Finding tau. The optimal value of tau can be determined from the first zero point of the autocorrelation function or from the first minima of automutual-information function. Additionally, one can optimize for emb_dim and tau at once by applying differential geometric arguments or using the statistical properties of dimension estimates calculated on embedded data, or determine an optimal embedding window (emb_dim-1)*tau. In order to find optimal tau we analysed the partial autocorrelation function (PACF) of the time series and selected the largest significant lag (which is how one would fit an autoregressive model). The first insignificant lag in the autocorrelation function (ACF) could be used as well, but we found PACF more effective in practice. The largest significant lag of PACF as embedding delay results in relatively independent (moderately redundant) coordinates, but still not too independent (irrelevance) to reconstruct dynamics. The ACF may diminish very slowly, resulting in very large tau, or for example if it is monotonic and we select the first insignificant lag we exclude the linear and their induced non-linear relationships. On the other hand, the largest significant lag in PACF tells us which is the largest lag where there is no direct linear relationship, but non-linear relationships induced by these linear ones remain (think of the classical partial correlation example when there is direct linear relationship between t1 and t2, t2 and t3, and therefore a quadratic between t1 and t3).

Manifold postprocessing (downsample_rate)

For example continuous dynamics (like a Lorenz system) evolve rather slowly and in a thread-like manner - if one does not choose a sufficiently large neighbourhood when estimating the local dimension at a point the manifold may seem one-dimensional, because the nearest points will all lie on the same thread. This effect is similar to sampling a slow process with too high frequency. This may be handled by down-sampling the manifold, which means re-sampling it with a lower frequency in a way such that the attractor will still get reconstructed.

K-range

Measuring the intrinsic dimension relies on the size of balls we consider. We use the k-NN method to find balls in which dimension will be estimated - however, the choice of k effects the estimation. If k is too low, then the estimate may become "too local" and tend to 1 (see the Lorenz argument above), and if k is too large, then it becomes "too global", since deformations of the manifold/attractor may bias the estimate, which wouldn't happen if smaller balls were used that adapt to the shape of the manifold better. To this end, one should apply a Bayesian approach: try several values of k. In practice, we found that 5 < k < 100 is a good range, but this really depends on the dynamical system.
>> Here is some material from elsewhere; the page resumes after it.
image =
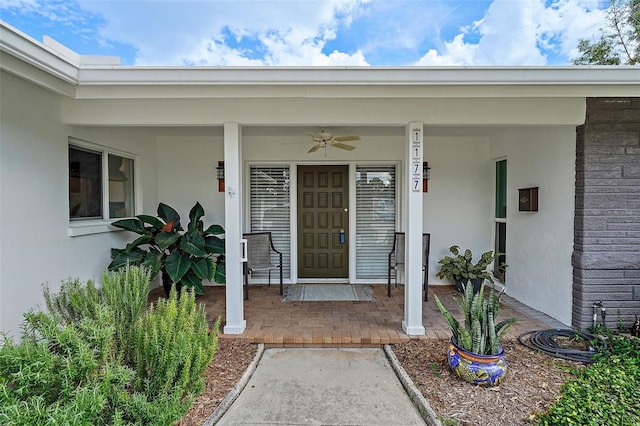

Robustness of inference (eps)

Local dimension estimates may vary a lot due to the difference in shape and density of certain sections of an attractor. To this end, outliers will most probably occur. The dimension of the attractor is the given by the expected value of local dimensions, therefore we apply a robust estimator of location, the trimmed mean: we calculate the mean after dropping the upper and lower eps * 100% of the local estimates.

Speed of calculating probabilities (c and bins)

Finding c. In order to calculate case probabilities we would have to calculate nested integrals with infinite range. To avoid this we decrease the range by noting that we have to integrate Gaussian distributions, therefore we set the range as [mean - c x std, mean + c x std]. By default we use c = 3, which means that only 0.3% is cut off at the tails, yet we get a finite, small range which is easier to integrate over.

Finding bins. This range is then divided into a number of bins, which are specified by bins. The more bins we set, the more accurate the probabilities become, at the expense of higher computation time (since calculating 4 nested integrals requires O(_bins_^4) steps). Since the range is usually very small, even lower numbers of bins work very well. We set it by default to 20. You can always set it higher and check how much your results change.